Brahim Ghali, chef du Front Polisario, hospitalisé d'urgence en Espagne

Il a été admis pour des problèmes respiratoires dans un hôpital de Logroño
Atalayar_Brahim Ghali, jefe Frente Polisario

PHOTO/REUTERS  -   Brahim Ghali, secrétaire général du Front Polisario

Brahim Ghali, leader du Front Polisario, a été hospitalisé à Logroño dans un état grave en raison de difficultés respiratoires. Selon le média marocain Le360, Ghali, qui aurait été infecté par le coronavirus, souffre d'autres maladies comme l'hépatite C et la cirrhose du foie, il a également été opéré d'un cancer du côlon. Ghali, 73 ans, a été admis sous un faux nom algérien, Mohamed Benbatouch. Le politicien sahraoui a utilisé cette fausse identité car la justice espagnole l'accuse de violations des droits de l'homme. Le président algérien, Abdelmadjid Tebboune, a offert des soins de santé à Ghali, mais il semble que le personnel médical algérien ne soit pas suffisant pour traiter ses problèmes. Ghali s'était récemment rendu à Alger, le principal allié du Front Polisario et un soutien clé du Maroc. Au cours de la réunion, qui s'est tenue en février, Tebboune et Ghali ont convenu de travailler ensemble pour relever les défis et les menaces qui les concernent tous deux.
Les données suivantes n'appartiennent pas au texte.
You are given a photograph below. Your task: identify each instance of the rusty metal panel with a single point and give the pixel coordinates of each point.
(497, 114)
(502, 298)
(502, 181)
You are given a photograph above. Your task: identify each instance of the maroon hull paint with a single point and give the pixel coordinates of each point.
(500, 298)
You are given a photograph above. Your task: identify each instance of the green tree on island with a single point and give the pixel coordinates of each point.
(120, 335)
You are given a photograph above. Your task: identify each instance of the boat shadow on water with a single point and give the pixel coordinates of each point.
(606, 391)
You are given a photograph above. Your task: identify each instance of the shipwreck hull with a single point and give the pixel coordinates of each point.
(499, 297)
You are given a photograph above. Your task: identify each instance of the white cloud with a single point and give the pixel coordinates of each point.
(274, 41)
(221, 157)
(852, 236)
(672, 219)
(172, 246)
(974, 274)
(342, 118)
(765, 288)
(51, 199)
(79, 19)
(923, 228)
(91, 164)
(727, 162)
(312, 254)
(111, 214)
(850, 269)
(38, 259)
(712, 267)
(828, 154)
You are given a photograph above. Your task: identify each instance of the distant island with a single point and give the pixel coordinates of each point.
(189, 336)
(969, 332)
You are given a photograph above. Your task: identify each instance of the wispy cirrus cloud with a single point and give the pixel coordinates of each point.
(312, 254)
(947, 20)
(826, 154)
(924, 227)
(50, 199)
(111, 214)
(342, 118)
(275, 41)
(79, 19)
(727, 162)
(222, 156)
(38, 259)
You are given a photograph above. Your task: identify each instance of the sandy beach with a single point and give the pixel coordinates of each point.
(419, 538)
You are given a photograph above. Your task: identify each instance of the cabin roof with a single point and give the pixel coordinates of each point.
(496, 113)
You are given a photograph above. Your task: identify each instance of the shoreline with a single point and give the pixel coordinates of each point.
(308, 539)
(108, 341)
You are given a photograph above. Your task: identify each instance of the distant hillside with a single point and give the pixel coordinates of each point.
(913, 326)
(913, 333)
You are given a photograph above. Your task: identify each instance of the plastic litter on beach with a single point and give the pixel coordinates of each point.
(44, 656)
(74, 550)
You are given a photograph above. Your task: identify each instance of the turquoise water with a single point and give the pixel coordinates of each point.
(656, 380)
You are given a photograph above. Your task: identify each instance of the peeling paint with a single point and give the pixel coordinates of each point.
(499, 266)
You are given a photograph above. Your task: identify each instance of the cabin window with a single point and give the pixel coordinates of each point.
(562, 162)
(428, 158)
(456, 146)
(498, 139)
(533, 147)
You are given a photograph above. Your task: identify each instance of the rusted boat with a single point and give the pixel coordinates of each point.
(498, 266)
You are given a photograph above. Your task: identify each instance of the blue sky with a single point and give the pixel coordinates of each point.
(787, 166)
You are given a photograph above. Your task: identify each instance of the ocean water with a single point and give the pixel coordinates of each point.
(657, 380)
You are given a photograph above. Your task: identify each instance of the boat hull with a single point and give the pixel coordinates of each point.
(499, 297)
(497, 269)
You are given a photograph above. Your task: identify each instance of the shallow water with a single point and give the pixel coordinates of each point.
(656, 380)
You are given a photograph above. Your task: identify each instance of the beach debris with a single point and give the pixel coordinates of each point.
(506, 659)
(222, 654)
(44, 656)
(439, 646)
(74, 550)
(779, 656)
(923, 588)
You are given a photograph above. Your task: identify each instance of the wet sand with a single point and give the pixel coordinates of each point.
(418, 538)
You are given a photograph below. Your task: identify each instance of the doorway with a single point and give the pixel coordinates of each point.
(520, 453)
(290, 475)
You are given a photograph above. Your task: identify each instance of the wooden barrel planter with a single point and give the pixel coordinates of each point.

Brahim Ghali a été l'un des fondateurs du Front Polisario en 1973 et a ensuite été élu premier secrétaire général. L'une de ses premières actions militaires est une attaque contre l'armée espagnole. Un an plus tard, en 1974, Ghali a commencé à diriger l'Armée de libération nationale sahraouie, la branche militaire du Front Polisario. Ghali était également présent lors de la première réunion entre le gouvernement espagnol et le Front Polisario en 1975. Le leader du Polisario a occupé le poste de ministre de la Défense dans le premier gouvernement de la République arabe sahraouie démocratique, et a été le commandant en chef et le représentant du Front Polisario en Espagne jusqu'en 2008. Quelque temps plus tard, il a été transféré comme ambassadeur sahraoui en Algérie jusqu'en 2015. Ghali est l'actuel secrétaire général du Front Polisario depuis 2016, après le décès du secrétaire précédent, Mohamed Abdelaziz

Atalayar_Brahim Ghali, jefe Frente Polisario
PHOTO/AP - Brahim Ghali, secrétaire général du Front Polisario

La question du Sahara occidental a été traitée à de nombreuses reprises par les Nations Unies, bien que l'organisation n'ait pas réussi à clarifier une quelconque conclusion sur le sujet. Le Groupe international de soutien à la réunification sahraouie est l'un des organismes les plus pertinents pour trouver une solution au conflit. Il est composé de personnalités d'Espagne, du Brésil, des Açores, du Costa Rica, de Grande-Bretagne et de Russie ; et cherche à promouvoir un dialogue de paix et de tolérance au Sahara occidental. Par ailleurs, la communauté internationale a envisagé d'organiser un référendum dans la région, mais cette idée n'a reçu qu'un faible soutien international.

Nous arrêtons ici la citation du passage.